D'autres explications : observation faussement glacée de la mort; si don du corps à la science plus de droit posthume sur celui-ci, ministère de la culture, histoire de l'art, photos "licites", pas de souffrance, corps mort quel que soit notre lien avec lui : à la fois fascination et répulsion.

Le scandale de ces images non dans ce qu'elles donnent crûment à voir mais dans notre propension à éviter la cruauté du réel qu'elle affronte.

 

Ici interdiction de filmer et de photographier (différence avec les autres expos qui interdisent seulement l'utilisation de flash).

 

La galerie est vide

je ne veux même pas imaginer passer la nuit là et en remontant, constat effectif

la porte principale est fermée, je peux sortir mais le groupe de jeunes qui arrive ne pourra entrer

le mot scalp me trotte dans la tête

une affiche sur une cabine téléphonique toute proche avec le titre "indélébile"

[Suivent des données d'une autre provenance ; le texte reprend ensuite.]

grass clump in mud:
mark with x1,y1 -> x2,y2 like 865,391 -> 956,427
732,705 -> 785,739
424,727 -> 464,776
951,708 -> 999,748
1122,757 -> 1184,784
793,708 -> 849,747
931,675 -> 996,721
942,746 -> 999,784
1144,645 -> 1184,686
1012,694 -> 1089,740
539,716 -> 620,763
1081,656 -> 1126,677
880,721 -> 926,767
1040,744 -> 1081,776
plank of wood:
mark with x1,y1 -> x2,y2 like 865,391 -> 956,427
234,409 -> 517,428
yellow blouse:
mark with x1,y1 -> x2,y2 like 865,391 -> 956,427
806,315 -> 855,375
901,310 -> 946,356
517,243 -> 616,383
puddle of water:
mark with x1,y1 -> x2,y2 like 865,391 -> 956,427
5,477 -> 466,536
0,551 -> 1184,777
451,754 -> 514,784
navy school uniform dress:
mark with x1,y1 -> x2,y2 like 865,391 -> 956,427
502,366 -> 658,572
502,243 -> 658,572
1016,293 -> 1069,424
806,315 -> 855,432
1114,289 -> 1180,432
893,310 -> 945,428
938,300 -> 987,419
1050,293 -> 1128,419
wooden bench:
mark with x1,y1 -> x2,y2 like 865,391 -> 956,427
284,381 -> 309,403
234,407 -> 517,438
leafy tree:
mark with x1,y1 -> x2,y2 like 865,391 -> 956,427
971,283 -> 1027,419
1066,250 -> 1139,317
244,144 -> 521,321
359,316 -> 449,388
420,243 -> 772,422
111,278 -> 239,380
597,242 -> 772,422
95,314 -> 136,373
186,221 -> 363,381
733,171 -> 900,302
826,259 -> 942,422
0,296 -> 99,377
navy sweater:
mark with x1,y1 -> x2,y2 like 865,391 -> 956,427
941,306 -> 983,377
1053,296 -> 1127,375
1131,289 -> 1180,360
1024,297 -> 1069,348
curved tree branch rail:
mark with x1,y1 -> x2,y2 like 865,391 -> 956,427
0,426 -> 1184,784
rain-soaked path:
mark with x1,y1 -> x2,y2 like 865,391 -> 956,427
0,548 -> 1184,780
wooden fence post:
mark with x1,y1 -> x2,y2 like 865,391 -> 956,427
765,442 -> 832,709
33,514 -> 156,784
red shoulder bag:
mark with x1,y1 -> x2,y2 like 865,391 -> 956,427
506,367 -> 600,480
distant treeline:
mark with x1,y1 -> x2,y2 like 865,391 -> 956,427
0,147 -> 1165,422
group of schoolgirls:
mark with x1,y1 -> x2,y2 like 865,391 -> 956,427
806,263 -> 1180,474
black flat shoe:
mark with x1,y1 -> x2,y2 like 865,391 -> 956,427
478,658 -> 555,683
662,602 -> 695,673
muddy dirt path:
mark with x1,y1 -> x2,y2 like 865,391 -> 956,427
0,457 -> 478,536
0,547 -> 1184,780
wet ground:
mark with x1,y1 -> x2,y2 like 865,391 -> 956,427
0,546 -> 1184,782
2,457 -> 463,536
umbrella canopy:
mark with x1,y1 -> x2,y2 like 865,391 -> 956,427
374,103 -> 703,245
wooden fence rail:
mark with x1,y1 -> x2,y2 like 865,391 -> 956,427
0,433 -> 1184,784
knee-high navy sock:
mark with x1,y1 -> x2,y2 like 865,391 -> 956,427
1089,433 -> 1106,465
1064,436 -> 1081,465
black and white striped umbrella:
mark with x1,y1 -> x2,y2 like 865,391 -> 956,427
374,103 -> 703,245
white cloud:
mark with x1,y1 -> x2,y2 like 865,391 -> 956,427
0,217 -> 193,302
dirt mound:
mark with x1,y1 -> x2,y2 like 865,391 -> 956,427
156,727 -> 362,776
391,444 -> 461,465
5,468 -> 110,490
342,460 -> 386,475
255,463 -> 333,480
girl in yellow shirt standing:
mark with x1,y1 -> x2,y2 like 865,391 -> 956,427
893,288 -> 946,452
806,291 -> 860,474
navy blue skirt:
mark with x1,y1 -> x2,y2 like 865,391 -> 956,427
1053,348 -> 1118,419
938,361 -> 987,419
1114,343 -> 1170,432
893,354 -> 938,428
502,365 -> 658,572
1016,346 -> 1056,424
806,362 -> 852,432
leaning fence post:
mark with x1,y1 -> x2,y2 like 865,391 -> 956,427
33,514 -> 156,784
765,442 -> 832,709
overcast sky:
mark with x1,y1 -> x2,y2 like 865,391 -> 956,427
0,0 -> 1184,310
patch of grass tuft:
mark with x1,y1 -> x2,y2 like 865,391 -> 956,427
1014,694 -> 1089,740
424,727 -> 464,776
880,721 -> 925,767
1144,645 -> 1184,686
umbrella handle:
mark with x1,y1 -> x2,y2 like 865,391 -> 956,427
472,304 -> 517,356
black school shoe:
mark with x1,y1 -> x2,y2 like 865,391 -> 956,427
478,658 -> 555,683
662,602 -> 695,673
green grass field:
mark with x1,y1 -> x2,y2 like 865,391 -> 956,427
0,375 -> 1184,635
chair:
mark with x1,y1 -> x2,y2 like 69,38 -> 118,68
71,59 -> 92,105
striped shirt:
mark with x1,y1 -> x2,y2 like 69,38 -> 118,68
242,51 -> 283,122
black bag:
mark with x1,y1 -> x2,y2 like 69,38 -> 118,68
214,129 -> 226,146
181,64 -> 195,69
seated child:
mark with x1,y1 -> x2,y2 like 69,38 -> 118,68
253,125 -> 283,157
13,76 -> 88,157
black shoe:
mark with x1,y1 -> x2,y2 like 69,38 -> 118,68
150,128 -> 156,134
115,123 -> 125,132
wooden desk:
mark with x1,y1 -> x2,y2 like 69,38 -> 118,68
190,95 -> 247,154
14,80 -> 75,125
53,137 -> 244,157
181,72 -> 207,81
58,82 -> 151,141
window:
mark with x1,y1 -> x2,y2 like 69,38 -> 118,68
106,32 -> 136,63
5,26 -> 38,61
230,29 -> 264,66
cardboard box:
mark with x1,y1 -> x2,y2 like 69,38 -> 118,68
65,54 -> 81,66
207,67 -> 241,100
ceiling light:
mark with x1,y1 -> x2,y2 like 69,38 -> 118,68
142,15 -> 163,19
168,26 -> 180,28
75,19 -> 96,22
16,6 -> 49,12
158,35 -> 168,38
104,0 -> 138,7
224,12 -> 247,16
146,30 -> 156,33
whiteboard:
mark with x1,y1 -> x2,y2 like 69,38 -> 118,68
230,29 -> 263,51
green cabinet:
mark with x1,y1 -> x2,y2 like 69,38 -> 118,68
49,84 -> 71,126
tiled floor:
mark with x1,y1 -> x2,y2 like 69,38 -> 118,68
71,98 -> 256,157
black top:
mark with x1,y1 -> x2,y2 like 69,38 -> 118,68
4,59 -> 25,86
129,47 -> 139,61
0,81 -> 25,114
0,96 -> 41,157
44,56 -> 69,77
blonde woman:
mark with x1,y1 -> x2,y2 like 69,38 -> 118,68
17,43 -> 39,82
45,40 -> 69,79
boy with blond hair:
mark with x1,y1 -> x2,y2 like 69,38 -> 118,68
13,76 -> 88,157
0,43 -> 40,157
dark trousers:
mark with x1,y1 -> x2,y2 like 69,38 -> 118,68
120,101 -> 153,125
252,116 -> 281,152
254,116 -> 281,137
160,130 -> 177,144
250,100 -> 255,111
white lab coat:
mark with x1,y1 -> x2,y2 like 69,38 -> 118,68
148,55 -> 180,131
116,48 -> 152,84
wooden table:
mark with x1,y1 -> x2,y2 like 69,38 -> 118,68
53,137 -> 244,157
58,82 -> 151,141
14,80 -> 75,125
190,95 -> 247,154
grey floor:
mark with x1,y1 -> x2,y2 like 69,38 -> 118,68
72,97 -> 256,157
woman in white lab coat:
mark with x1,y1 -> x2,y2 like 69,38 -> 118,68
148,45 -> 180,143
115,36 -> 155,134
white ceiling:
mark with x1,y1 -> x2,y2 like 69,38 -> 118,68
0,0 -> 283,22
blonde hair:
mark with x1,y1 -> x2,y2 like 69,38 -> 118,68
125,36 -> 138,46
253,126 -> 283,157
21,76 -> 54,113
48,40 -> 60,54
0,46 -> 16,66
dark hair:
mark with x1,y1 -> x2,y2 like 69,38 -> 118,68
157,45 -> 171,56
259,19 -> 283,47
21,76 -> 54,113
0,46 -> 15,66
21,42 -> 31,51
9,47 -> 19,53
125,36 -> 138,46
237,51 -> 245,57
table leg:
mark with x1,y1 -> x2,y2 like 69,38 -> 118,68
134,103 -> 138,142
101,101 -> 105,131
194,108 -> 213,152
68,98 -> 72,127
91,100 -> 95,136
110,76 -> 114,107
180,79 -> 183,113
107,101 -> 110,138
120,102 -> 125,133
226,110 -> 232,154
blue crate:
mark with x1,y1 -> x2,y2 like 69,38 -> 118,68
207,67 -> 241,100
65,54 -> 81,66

devrait-on s'abstenir d'aller voir certaines expos ?

quelle motivation pour donner son corps ? la science seulement ?

et quand on n'a pas envie de le donner, est-ce parce que l'on estime qu'il nous appartient encore même si rien ne l'anime plus ?

pourquoi des hôpitaux inutiles ?

ces deux hommes là avaient-ils une famille ?

 

Etonnement devant le sentiment de justification, dans la plaquette explicative, dans la mention des écorchés du Moyen Age ou quelque chose du genre - décalage

 

près du pont des Catalans, deux couples (l'un en haut, l'autre en bas) s'embrassent longuement

l'eau de la Garonne s'écoule doucement derrière.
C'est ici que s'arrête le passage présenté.